As described in detail above, according to the present invention, there is no chance that the bottles directly collide with each other, and the speed of the bottle carrier can be flexibly controlled, so that the bottle is not damaged or broken and the noise is reduced. .. Also, when changing the size of the bottle, it is only necessary to change the carrier or carrier accessories.
Therefore, it is not necessary to replace the timing screw or star wheel, nor to adjust the bottle guide. In addition, automatic driving is possible and almost no human labor is required. The guide rail on which the bottle carrier runs has a linear motor that is configured only by providing a stator of a linear motor in part, so that the carrier can perform excellent effects such as acceleration, deceleration, constant speed maintenance, and climbing.

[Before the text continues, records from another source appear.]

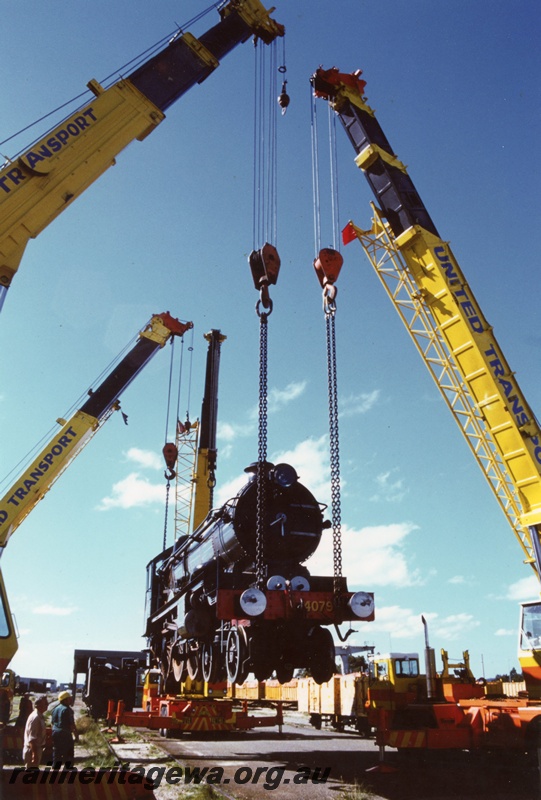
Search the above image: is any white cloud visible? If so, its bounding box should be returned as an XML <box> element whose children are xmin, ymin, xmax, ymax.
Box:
<box><xmin>425</xmin><ymin>613</ymin><xmax>481</xmax><ymax>641</ymax></box>
<box><xmin>307</xmin><ymin>522</ymin><xmax>422</xmax><ymax>591</ymax></box>
<box><xmin>214</xmin><ymin>472</ymin><xmax>248</xmax><ymax>506</ymax></box>
<box><xmin>126</xmin><ymin>447</ymin><xmax>161</xmax><ymax>469</ymax></box>
<box><xmin>250</xmin><ymin>381</ymin><xmax>307</xmax><ymax>420</ymax></box>
<box><xmin>32</xmin><ymin>604</ymin><xmax>77</xmax><ymax>617</ymax></box>
<box><xmin>506</xmin><ymin>574</ymin><xmax>539</xmax><ymax>602</ymax></box>
<box><xmin>370</xmin><ymin>467</ymin><xmax>408</xmax><ymax>503</ymax></box>
<box><xmin>364</xmin><ymin>604</ymin><xmax>480</xmax><ymax>642</ymax></box>
<box><xmin>339</xmin><ymin>389</ymin><xmax>380</xmax><ymax>419</ymax></box>
<box><xmin>216</xmin><ymin>381</ymin><xmax>307</xmax><ymax>450</ymax></box>
<box><xmin>216</xmin><ymin>422</ymin><xmax>255</xmax><ymax>444</ymax></box>
<box><xmin>268</xmin><ymin>381</ymin><xmax>306</xmax><ymax>414</ymax></box>
<box><xmin>98</xmin><ymin>472</ymin><xmax>165</xmax><ymax>511</ymax></box>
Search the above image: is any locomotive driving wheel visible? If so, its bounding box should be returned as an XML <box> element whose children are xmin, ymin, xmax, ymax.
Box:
<box><xmin>225</xmin><ymin>625</ymin><xmax>250</xmax><ymax>683</ymax></box>
<box><xmin>186</xmin><ymin>644</ymin><xmax>201</xmax><ymax>681</ymax></box>
<box><xmin>199</xmin><ymin>642</ymin><xmax>220</xmax><ymax>683</ymax></box>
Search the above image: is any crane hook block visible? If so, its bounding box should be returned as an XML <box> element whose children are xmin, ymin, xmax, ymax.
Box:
<box><xmin>248</xmin><ymin>247</ymin><xmax>280</xmax><ymax>291</ymax></box>
<box><xmin>314</xmin><ymin>247</ymin><xmax>344</xmax><ymax>289</ymax></box>
<box><xmin>162</xmin><ymin>442</ymin><xmax>178</xmax><ymax>470</ymax></box>
<box><xmin>278</xmin><ymin>81</ymin><xmax>290</xmax><ymax>115</ymax></box>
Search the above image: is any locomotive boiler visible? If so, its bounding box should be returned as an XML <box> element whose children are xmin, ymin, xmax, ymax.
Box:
<box><xmin>146</xmin><ymin>462</ymin><xmax>374</xmax><ymax>691</ymax></box>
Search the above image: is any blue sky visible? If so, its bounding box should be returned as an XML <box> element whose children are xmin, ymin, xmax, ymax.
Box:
<box><xmin>0</xmin><ymin>0</ymin><xmax>541</xmax><ymax>680</ymax></box>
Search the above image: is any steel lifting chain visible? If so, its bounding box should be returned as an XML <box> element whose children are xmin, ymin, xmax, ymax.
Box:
<box><xmin>255</xmin><ymin>298</ymin><xmax>272</xmax><ymax>589</ymax></box>
<box><xmin>162</xmin><ymin>474</ymin><xmax>171</xmax><ymax>550</ymax></box>
<box><xmin>323</xmin><ymin>287</ymin><xmax>342</xmax><ymax>601</ymax></box>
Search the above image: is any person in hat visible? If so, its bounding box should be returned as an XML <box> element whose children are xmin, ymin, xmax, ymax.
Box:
<box><xmin>15</xmin><ymin>692</ymin><xmax>34</xmax><ymax>728</ymax></box>
<box><xmin>23</xmin><ymin>694</ymin><xmax>49</xmax><ymax>768</ymax></box>
<box><xmin>51</xmin><ymin>692</ymin><xmax>77</xmax><ymax>764</ymax></box>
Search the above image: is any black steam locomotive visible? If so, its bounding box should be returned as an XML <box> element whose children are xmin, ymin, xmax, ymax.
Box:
<box><xmin>146</xmin><ymin>463</ymin><xmax>374</xmax><ymax>691</ymax></box>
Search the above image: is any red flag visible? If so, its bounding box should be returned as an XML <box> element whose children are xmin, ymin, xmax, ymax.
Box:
<box><xmin>342</xmin><ymin>222</ymin><xmax>357</xmax><ymax>244</ymax></box>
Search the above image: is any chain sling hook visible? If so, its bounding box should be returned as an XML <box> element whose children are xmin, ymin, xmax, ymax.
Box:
<box><xmin>314</xmin><ymin>247</ymin><xmax>344</xmax><ymax>603</ymax></box>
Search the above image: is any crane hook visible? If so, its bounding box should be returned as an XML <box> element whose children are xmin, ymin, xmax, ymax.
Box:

It plays.

[Brief description of drawings]

FIG. 1 is an overall view of a bottling and packaging line according to an embodiment of the present invention.

FIG. 2 is a layout diagram of a bottling and packaging line guide rail according to an embodiment of the present invention.

FIG. 3 is a graph of carrier velocity comparison through each device according to an embodiment of the present invention.

FIG. 4 is a sectional view of a bottle carrier and a guide rail (linear motor) according to an embodiment of the present invention.

FIG. 5 is a cross-sectional view of a bottle carrier and a guide rail (natural traveling) according to an embodiment of the present invention.

FIG. 6 is a vertical sectional view taken along line AA in FIG. 4 of the bottle carrier and the guide rail according to the embodiment of the present invention.

FIG. 7 is a layout diagram showing a conventional bottling line.

FIG. 8 is a plan view of a conventional bottle indexing device.

FIG. 9 is a plan view of a conventional bottle indexing device.

FIG. 10 is a plan view of a conventional bottle indexing device.

[Explanation of symbols]

 20 bottle 21 empty bottle feeder 22, 24, 26, 29, 31, 33 intermediate rail 23 filling machine 25 capper 27 liquid level / capper defect inspection machine 28 carrier extractor 30 case packer 32 carrier replenisher 40 carrier 42 roller stand 44 Edge Roller 45 Roller 46 Linear Motor Stator 48,51 Guide Rail 50 Sensor

Claims (2)

[Claims] 1. A liquid filling package for filling a container, which is stored in a carrier conveyed on a guide rail, with a liquid, covering the container with a cap, and inspecting the liquid level of the container and the quality of a cap seal, and then packing the container. In the container transportation method of the line, the carrier is accelerated or decelerated at the inlet of the empty container supply device, the filling machine, the capper and the case packer by the linear motor configured by a part of the guide rail for transportation and the container carrier. A container transport method characterized by detecting the position and speed of a carrier immediately before entering a device, and synchronizing the processing position and speed of each device. 2. A container carrying device comprising a linear motor composed of a stator provided on the guide rail side and a rotor provided on the carrier side, wherein the carrier side is an upper side provided on the carrier in a linear motor constituting section. The pair of edged rollers and the pair of lower edged rollers are configured to be sandwiched by the guide rails from above and below. Outside the linear motor configuration section, the lower rollers provided on the carrier are only on the lower guide rails. A container transporting device, characterized in that it is configured to travel.